Yet according to Newsweek, Anzor used to hang out at the Russian Benevolent Society of Boston. In 2009, Tamerlan filed a report with the Boston Police stating that his father had been brutally beaten by a group of Russians after he offended a woman inside the social club. The incident left Anzor with post-traumatic stress disorder and head injuries so severe that he could not return to work. Anzor was also prone to bouts of depression and severe mood swings. In 2011, Jahar’s parents divorced.
Over the years, the Tsarnaev family developed an acrimonious relationship with the US government. By 2012, Zubeidat had been arrested twice for shoplifting, and buy July both Anzor and Zubeidat had permanently immigrated back to Dagestan (where they remain.) By 2013, Tamerlan, Katherine Russell (Tamerlan’s wife), and both of Jahar’s sisters had been arrested on various charges (some of which are still pending.)
According to this government report, in 2011, Russia notified the US government regarding Tamerlan’s alleged involvement with militant Islamic groups in Chechnya, but the warnings were swept under the rug.
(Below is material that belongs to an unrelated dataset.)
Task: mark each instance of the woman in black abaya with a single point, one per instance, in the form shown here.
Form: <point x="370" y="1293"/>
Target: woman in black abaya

Defense motions state that Tamerlan may have been an FBI informant who was expected to inform on Chechyn and Muslim communities, an allegation prosecutors say they have no evidence to support.
Congressman Bill Keating also told WGBH that Russia had brought similar concerns about Tamerlan’s friend Ibragim Todashev to the attention of US authorities before the Marathon bombings. On May 22, 2013, Todashev was shot and killed by an FBI agent in his own home during a “voluntary” interrogation with authorities. A report released by the Florida State’s Attorney clearing the FBI of any wrongdoing states that the FBI first met with Todashev on June 28, 2012, around the same time Zubeidat was arrested for shoplifting. The FBI has not said what that interview with Todashev was about, and there is no evidence that it was connected to any members of the Tsarnaev family.
Last week, Todashev’s family filed a lawsuit in Federal court again the US government seeking $30 million in damages for his wrongful death at the hands of the FBI. A member of Todashev’s family is expected to testify at Jahar’s trial, but the purpose of that testimony has not yet been given.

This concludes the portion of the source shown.